Knowledge Engineering
The grounded knowledge backbone behind every Skygena agent.
Most AI projects fail at the retrieval layer, not the model layer. Models hallucinate when they are handed messy, unstructured, untagged documents and asked to find a needle. Skygena Knowledge Engineering — led by our Chief Scientist — designs the ontology, the retrieval architecture and the document understanding pipelines that make every downstream agent grounded, accurate and explainable. It is the work most AI vendors skip and most AI projects regret skipping.
Outcomes we commit to
Hallucinations driven near zero
Every answer cites a source. No source, no answer. Confidence thresholds enforced at the runtime, not just at the prompt.

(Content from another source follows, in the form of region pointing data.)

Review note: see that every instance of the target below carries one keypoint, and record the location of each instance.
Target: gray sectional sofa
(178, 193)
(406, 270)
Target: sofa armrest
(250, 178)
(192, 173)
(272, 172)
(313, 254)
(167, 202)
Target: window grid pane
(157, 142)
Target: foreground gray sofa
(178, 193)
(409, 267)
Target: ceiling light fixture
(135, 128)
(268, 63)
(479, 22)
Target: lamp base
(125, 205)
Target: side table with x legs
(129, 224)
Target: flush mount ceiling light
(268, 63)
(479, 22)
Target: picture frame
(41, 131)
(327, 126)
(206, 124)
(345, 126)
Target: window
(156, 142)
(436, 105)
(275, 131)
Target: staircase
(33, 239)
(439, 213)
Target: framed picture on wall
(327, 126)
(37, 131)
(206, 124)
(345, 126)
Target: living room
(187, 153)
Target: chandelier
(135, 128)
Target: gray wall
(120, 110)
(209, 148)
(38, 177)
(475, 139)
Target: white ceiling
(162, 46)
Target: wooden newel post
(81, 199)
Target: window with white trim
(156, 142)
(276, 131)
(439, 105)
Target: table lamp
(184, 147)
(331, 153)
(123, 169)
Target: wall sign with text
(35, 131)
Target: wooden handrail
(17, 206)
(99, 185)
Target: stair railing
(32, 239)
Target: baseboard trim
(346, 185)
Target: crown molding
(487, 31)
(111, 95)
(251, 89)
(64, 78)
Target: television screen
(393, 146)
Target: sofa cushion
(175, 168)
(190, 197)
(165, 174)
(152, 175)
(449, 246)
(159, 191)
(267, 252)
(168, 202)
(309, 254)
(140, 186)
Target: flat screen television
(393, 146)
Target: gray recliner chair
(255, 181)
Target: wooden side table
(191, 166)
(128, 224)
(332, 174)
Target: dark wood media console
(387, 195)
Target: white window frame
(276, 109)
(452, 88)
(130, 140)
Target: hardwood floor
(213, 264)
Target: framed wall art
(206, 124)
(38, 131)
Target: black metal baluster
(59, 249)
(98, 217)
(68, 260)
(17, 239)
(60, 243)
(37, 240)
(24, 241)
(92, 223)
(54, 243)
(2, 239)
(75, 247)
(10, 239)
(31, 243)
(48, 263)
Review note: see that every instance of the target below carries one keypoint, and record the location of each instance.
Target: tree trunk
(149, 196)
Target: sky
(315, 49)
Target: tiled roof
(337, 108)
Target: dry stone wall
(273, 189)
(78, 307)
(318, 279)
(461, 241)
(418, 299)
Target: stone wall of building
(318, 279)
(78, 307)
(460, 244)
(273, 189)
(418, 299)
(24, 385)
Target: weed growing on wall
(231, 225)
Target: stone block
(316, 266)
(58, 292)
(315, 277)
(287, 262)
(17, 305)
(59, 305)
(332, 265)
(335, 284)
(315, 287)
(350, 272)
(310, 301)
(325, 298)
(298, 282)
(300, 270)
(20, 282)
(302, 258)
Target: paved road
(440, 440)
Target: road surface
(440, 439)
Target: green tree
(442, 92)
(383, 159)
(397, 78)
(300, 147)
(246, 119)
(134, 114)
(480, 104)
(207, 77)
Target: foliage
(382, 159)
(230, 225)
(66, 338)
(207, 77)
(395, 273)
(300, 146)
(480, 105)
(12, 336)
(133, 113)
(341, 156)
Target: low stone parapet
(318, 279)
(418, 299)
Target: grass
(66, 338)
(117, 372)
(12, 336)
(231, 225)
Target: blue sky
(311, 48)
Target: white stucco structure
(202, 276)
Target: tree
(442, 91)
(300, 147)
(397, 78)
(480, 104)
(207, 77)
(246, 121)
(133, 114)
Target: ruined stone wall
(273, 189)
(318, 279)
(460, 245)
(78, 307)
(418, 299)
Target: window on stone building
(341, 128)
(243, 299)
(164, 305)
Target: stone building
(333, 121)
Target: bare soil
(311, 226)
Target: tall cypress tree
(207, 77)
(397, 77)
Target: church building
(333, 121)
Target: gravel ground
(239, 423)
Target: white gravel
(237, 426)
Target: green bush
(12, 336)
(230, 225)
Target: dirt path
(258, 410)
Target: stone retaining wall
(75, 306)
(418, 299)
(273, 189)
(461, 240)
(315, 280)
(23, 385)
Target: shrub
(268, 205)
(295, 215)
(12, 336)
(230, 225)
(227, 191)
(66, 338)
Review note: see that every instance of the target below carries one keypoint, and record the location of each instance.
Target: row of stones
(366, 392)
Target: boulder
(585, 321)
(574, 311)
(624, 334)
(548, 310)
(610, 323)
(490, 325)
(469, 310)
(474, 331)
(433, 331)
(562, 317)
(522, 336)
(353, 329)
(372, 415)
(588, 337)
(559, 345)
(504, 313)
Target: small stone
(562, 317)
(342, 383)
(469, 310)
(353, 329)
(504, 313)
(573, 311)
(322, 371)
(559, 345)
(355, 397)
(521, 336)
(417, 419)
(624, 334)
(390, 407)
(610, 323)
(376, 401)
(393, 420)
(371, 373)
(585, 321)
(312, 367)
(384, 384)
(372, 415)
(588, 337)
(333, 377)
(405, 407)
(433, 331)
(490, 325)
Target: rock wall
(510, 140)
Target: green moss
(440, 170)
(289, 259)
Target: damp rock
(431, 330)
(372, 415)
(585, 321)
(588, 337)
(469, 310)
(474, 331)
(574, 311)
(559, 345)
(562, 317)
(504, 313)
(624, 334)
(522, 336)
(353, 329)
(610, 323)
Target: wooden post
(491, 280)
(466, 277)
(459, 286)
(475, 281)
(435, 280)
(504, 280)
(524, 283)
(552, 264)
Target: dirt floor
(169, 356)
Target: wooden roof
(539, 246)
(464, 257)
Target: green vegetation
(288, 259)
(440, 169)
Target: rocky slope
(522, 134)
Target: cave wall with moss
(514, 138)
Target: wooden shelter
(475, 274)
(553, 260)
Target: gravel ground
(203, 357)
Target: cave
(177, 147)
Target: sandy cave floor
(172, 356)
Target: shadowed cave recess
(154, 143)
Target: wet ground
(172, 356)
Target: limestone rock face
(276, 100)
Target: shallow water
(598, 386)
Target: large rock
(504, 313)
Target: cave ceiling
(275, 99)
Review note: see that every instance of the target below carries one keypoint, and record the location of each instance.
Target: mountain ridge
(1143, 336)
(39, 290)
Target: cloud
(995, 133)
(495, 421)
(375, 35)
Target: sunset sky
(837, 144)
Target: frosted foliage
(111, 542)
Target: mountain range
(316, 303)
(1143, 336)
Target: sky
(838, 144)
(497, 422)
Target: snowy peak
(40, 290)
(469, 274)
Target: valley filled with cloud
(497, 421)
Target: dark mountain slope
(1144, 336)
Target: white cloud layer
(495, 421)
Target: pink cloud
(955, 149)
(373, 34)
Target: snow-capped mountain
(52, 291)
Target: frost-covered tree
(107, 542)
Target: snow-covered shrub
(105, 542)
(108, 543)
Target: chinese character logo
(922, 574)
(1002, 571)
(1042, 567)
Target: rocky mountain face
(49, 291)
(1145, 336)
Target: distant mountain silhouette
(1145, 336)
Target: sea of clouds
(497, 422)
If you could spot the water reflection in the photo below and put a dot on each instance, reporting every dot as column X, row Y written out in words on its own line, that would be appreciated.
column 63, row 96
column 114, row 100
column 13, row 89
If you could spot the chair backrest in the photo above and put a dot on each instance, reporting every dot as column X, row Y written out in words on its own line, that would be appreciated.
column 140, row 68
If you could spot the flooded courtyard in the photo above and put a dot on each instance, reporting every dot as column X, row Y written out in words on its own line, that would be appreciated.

Faster, smaller, cheaper agents
When the knowledge layer is right, the agent on top is small, fast and predictable — and your model bill drops.
Audit-grade traceability
Every retrieval call is logged with the documents that informed the answer. Regulators love it. So do your auditors.
How we work
-
1. Source mapping
We inventory every relevant document source — file shares, intranet wikis, contract repositories, ticketing systems, drawings, transcripts — and prioritise what should feed which use case.
-
2. Ontology & retrieval architecture
We design the entity model and the semantic structure your agents will reason against, and pick the right hybrid retrieval mix (pure vector is rarely the answer in the enterprise).
-
3. Extraction & indexing
We build extraction pipelines for the messy real-world formats — PDFs, scans, engineering drawings, call transcripts — and index them into a hybrid retrieval store.
-
4. Evaluation & operation
Every retrieval call is measured against a golden set of question/answer pairs you co-author with us. We never ship a knowledge layer that has not been evaluated, and we wire the refresh policy that keeps it current.
Frequently asked
- Do we need a vector database?
- Often yes, sometimes no. Pure vector search is one tool — for many enterprise use cases, hybrid lexical + vector + structured filters outperforms vector alone. We pick the right mix per project, not a one-size-fits-all stack.
- How do you handle data freshness?
- Every Skygena knowledge layer ships with a refresh policy and an automated re-indexing pipeline. You decide whether updates are real-time, hourly, nightly or on a publishing event — we wire it.
- Can this run inside our perimeter?
- Yes. We default to EU-hosted under DPA, and we can deploy fully inside your cloud, on-prem or in an air-gapped environment if your compliance requires it.